Manishearth commented 6 years ago

I actually intended for that to be my next rustc side hacking project once im done with intra doc links and the clone thing. Might be able to get to it in February -- already have an idea of how the impl will go, but if you have thoughts lmk.

This specific bug might be useful as a testing flag for the epoch, i.e. make this warning a hard error in epoch 2018.

SSheldon commented 6 years ago

I've got a case that hits this lint without using any casting and can be minimized down to:

fn make_vec() -> Vec<i32> {
    let mut dest = Vec::with_capacity(1);
    unsafe {
        ptr::write(dest.as_mut_ptr().offset(0), 17);
        dest.set_len(1);
    }
    dest
}

The warning disappears if you don't call offset(0) of if you add an explicit type for dest.

It seems a little weird because apparently the compiler can infer that dest is a Vec<i32>, in which case as_mut_ptr must return *mut i32 and then offset must return *mut i32, so it doesn't seem like a raw pointer to an unknown type.

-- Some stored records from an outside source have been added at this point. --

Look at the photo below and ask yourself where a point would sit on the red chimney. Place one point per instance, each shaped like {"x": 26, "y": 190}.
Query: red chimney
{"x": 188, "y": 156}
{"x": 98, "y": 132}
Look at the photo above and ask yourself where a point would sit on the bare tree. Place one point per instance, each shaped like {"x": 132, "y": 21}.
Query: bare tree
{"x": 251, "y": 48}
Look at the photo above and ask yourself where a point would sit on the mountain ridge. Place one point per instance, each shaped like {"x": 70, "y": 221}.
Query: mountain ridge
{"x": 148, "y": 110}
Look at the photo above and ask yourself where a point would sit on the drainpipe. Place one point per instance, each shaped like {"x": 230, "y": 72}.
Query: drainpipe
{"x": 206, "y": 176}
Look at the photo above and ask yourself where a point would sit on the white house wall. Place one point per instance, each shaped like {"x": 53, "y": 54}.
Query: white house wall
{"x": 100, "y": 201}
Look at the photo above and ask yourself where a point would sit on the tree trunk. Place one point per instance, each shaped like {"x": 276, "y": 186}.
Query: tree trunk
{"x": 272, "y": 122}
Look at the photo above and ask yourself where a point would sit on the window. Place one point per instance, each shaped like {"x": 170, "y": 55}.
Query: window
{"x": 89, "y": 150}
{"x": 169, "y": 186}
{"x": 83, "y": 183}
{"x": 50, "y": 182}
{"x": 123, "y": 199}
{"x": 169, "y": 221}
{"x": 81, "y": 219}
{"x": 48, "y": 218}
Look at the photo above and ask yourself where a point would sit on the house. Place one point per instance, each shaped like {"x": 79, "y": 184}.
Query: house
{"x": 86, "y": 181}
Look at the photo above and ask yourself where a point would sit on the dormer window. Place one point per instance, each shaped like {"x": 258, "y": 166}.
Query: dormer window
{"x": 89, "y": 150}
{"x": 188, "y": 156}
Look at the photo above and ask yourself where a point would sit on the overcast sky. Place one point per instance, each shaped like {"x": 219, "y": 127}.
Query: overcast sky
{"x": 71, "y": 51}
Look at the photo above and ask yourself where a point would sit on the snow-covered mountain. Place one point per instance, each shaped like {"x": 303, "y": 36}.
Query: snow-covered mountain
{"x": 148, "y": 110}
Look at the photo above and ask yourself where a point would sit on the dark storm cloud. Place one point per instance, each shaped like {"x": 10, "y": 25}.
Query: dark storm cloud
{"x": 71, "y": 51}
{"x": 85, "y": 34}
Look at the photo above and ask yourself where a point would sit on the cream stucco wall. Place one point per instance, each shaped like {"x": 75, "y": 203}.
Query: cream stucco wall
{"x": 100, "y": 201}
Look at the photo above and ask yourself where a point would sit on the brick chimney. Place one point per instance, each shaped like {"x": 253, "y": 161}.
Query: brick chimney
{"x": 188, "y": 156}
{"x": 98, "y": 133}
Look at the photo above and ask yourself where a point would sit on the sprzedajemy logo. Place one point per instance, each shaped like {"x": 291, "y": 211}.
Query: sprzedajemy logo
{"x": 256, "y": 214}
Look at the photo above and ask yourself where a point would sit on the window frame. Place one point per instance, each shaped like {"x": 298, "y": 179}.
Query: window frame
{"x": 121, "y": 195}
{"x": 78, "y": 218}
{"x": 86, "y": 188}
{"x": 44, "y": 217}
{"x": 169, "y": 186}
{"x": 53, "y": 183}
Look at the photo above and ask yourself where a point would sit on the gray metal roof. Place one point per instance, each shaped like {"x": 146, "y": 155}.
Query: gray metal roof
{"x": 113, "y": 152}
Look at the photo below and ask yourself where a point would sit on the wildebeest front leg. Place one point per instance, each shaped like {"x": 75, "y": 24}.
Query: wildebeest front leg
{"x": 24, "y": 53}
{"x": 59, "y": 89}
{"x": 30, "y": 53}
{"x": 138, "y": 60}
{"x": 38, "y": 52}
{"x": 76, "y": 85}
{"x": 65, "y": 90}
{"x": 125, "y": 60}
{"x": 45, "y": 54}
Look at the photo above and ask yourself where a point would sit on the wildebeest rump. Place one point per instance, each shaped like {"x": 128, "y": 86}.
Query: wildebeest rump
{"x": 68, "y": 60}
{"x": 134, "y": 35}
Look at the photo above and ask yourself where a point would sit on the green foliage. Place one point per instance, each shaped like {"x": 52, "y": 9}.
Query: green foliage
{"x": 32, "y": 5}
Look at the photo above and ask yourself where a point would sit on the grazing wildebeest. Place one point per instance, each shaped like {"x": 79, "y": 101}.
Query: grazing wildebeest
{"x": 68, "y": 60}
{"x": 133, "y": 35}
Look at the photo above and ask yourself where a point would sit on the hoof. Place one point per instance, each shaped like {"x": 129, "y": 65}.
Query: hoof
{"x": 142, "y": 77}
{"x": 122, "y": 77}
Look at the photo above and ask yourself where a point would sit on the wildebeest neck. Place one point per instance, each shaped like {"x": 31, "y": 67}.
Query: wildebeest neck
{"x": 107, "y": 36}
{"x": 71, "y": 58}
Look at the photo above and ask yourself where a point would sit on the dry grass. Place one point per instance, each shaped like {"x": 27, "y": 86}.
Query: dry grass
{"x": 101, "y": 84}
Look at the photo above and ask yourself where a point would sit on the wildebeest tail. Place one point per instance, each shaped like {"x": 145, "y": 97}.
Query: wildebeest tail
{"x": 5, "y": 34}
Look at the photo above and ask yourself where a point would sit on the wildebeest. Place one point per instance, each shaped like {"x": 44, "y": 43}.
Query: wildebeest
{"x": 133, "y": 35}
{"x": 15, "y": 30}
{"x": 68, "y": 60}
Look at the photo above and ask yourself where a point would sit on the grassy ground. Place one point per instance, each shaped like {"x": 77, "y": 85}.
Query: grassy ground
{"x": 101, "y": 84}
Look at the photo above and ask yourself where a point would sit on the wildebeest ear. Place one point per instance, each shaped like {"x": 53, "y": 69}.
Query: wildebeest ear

Is this an error in the lint?

arielb1 commented 6 years ago

@SSheldon

The compiler can't infer that dest is Vec<i32> (as opposed to Vec<_>).

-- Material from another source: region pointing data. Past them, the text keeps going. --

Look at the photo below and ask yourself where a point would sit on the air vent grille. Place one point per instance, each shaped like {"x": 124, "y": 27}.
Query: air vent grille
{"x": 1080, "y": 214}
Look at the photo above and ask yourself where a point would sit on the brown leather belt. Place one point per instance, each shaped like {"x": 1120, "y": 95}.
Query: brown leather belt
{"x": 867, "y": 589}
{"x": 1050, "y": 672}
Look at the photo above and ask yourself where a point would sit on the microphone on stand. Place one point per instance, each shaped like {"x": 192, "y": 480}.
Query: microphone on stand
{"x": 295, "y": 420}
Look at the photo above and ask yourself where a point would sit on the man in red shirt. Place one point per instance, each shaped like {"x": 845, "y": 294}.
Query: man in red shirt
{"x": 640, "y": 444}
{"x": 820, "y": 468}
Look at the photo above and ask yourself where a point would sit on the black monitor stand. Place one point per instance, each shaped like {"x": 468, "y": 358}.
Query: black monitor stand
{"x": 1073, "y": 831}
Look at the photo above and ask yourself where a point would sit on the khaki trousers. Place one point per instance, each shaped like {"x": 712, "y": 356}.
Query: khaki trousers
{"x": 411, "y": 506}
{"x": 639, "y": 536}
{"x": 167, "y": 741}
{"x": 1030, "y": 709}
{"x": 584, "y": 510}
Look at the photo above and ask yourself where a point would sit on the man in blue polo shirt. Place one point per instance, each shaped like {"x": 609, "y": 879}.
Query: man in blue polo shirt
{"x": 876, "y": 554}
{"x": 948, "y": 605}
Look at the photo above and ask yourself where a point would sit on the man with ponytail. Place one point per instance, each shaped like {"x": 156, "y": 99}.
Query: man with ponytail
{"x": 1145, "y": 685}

Consider that someone could have implemented this function:

pub struct MyType;

impl MyType {
    pub fn offset(self: *mut Self, _offset: usize) -> *mut i32 {
        /* .. */
        1 as *mut i32
    }
}

That would obviously cause an ambiguity as dest could also be a Vec<MyType>.

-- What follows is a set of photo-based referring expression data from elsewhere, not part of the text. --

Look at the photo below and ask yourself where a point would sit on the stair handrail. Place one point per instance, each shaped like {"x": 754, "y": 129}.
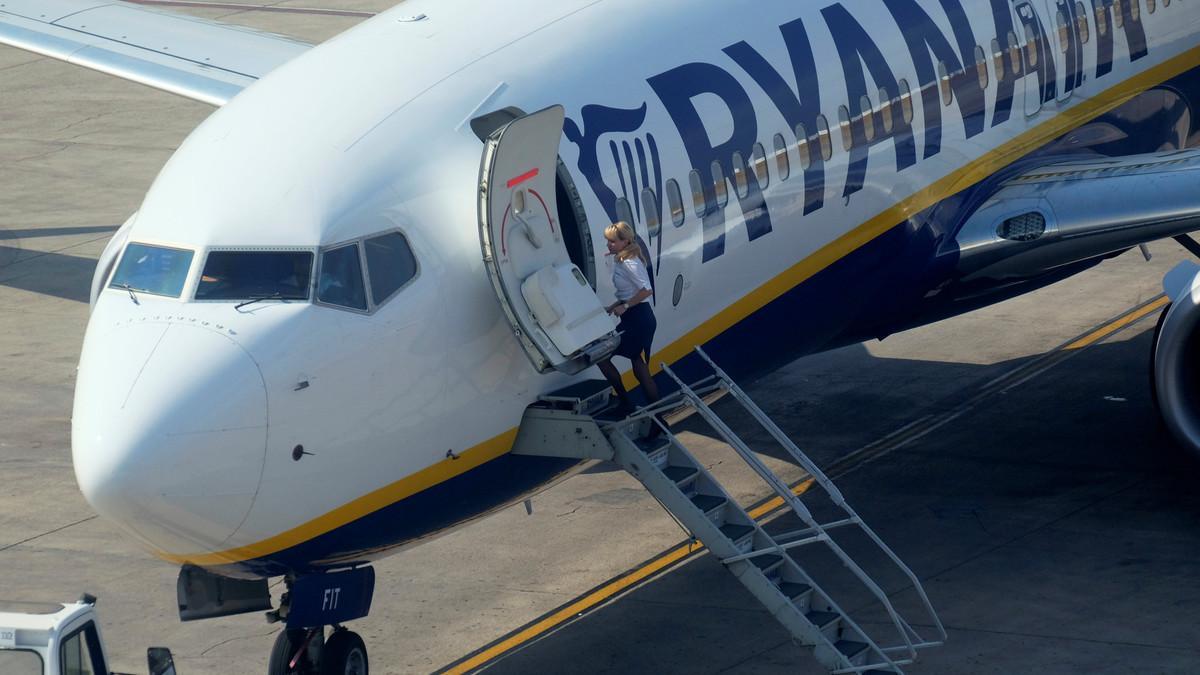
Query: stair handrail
{"x": 786, "y": 494}
{"x": 816, "y": 473}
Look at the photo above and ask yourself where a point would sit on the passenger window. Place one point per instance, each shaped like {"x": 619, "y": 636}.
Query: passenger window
{"x": 625, "y": 211}
{"x": 886, "y": 111}
{"x": 651, "y": 208}
{"x": 905, "y": 101}
{"x": 982, "y": 66}
{"x": 847, "y": 137}
{"x": 1014, "y": 54}
{"x": 802, "y": 145}
{"x": 390, "y": 264}
{"x": 723, "y": 192}
{"x": 697, "y": 193}
{"x": 865, "y": 108}
{"x": 741, "y": 183}
{"x": 781, "y": 163}
{"x": 675, "y": 202}
{"x": 943, "y": 78}
{"x": 760, "y": 166}
{"x": 823, "y": 137}
{"x": 341, "y": 279}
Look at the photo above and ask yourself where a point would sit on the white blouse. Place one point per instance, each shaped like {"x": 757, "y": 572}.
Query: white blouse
{"x": 629, "y": 276}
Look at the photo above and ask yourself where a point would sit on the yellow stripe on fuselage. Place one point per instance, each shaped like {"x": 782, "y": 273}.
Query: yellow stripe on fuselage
{"x": 748, "y": 304}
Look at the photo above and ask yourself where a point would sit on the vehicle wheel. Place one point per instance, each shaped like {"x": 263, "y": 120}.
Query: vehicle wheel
{"x": 345, "y": 655}
{"x": 286, "y": 645}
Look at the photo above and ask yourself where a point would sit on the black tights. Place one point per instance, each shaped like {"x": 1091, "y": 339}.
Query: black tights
{"x": 641, "y": 371}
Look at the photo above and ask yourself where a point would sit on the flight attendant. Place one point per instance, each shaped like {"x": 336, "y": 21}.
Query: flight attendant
{"x": 633, "y": 284}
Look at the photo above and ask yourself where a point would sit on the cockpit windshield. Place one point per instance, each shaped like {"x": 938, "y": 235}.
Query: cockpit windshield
{"x": 157, "y": 270}
{"x": 244, "y": 275}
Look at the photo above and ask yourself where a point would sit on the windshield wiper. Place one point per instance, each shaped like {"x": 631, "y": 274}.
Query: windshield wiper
{"x": 132, "y": 294}
{"x": 253, "y": 299}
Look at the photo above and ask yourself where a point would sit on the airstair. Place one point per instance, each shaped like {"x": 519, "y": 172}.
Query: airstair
{"x": 576, "y": 423}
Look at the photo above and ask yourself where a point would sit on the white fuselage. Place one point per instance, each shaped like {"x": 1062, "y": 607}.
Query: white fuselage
{"x": 187, "y": 413}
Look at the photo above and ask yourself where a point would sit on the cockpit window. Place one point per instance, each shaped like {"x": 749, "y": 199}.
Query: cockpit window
{"x": 341, "y": 279}
{"x": 243, "y": 275}
{"x": 390, "y": 264}
{"x": 157, "y": 270}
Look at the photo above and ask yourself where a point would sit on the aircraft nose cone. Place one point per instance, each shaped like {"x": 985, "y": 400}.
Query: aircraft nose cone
{"x": 169, "y": 432}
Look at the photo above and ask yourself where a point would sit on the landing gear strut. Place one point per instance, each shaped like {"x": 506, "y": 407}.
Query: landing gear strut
{"x": 306, "y": 652}
{"x": 311, "y": 603}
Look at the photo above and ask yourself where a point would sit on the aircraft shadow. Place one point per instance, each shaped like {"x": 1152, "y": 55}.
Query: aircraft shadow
{"x": 1043, "y": 521}
{"x": 58, "y": 275}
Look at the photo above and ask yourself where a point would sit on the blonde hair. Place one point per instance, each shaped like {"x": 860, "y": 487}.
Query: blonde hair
{"x": 622, "y": 231}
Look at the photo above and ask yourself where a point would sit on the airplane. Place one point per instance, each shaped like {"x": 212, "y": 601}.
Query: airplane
{"x": 313, "y": 342}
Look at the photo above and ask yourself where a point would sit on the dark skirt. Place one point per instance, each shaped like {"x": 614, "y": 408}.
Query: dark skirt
{"x": 636, "y": 328}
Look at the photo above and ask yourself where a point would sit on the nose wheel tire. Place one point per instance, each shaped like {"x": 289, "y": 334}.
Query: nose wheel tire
{"x": 287, "y": 644}
{"x": 345, "y": 655}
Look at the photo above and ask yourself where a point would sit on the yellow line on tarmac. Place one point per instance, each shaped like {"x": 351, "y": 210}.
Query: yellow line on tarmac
{"x": 1117, "y": 324}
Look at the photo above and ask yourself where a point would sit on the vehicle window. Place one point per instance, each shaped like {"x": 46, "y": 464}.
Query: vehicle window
{"x": 697, "y": 193}
{"x": 723, "y": 193}
{"x": 240, "y": 275}
{"x": 1081, "y": 21}
{"x": 341, "y": 279}
{"x": 781, "y": 163}
{"x": 157, "y": 270}
{"x": 759, "y": 155}
{"x": 81, "y": 653}
{"x": 675, "y": 201}
{"x": 651, "y": 208}
{"x": 390, "y": 264}
{"x": 21, "y": 662}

Method lookup is conservative when it comes to adding inherent impls to unrelated types (as opposed to adding trait impls to existing traits), and therefore requires clarification.

vext01 commented 4 years ago

I've got a case that hits this lint without using any casting.

I've just encountered the same issue on today's nightly:

    /// Creates an empty vector with capacity for `cap` values.                 
    pub fn with_capacity(cap: usize) -> Self {                                  
        let raw = RawVec::with_capacity(cap);                                   
        for i in 0..raw.capacity() {                                            
            unsafe {                                                            
                ptr::write(raw.ptr().offset(i as isize), T::default());         
            }                                                                   
        }                                                                       
        DefaultVec { raw }                                                      
    }

Gives:

warning: type annotations needed
  --> src/lib.rs:26:38
   |
26 |                 ptr::write(raw.ptr().offset(i as isize), T::default());
   |                                      ^^^^^^
   |
   = note: `#[warn(tyvar_behind_raw_pointer)]` on by default
   = warning: this was previously accepted by the compiler but is being phased out; it will become a hard error in the 2018 edition!
   = note: for more information, see issue #46906 <https://github.com/rust-lang/rust/issues/46906>

As @arielb1 says, you can fix it by adding type annotations:

let raw: RawVec<T> = RawVec::with_capacity(cap);

But I think the error message was confusing. I'd have known what to do if it had said:

warning: type annotations needed
  --> src/lib.rs:23:..
   |
23 |                 let raw = RawVec::with_capacity(cap);
   |                     ^^^
   |
nikomatsakis commented 4 years ago

It's probably time to move towards closing this compatibility lint, and maybe we can improve the diagnostics at the same time.

orowith2os commented 11 months ago

It appears I've come across this issue, though I don't get why it's happening despite me providing type annotations:

#[repr(C)]
struct Foo {
    a: u8,
    b: u8,
    c: u8,
    d: u8,
}

fn main() {
    let var = Foo { a: 1, b: 2, c: 3, d: 4 };
    let raw_pointer_array = &var as *const Foo as *const u8;
    let goofy_array: [u8; 4] = unsafe { raw_pointer_array.cast().read() };
    println!("{:?}", goofy_array);
}
lcnr commented 11 months ago

it happens because the type of raw_pointer_array.cast() is *const _, i.e. a type variable behind a raw pointer. The lint is then emitted while selecting the method for read

orowith2os commented 11 months ago

It seems reasonable for it to infer from .read() that I want the type of .cast() to be *const [u8; 4]. If I'm not mistaken, this also happens in some similar capacity in type inference elsewhere too.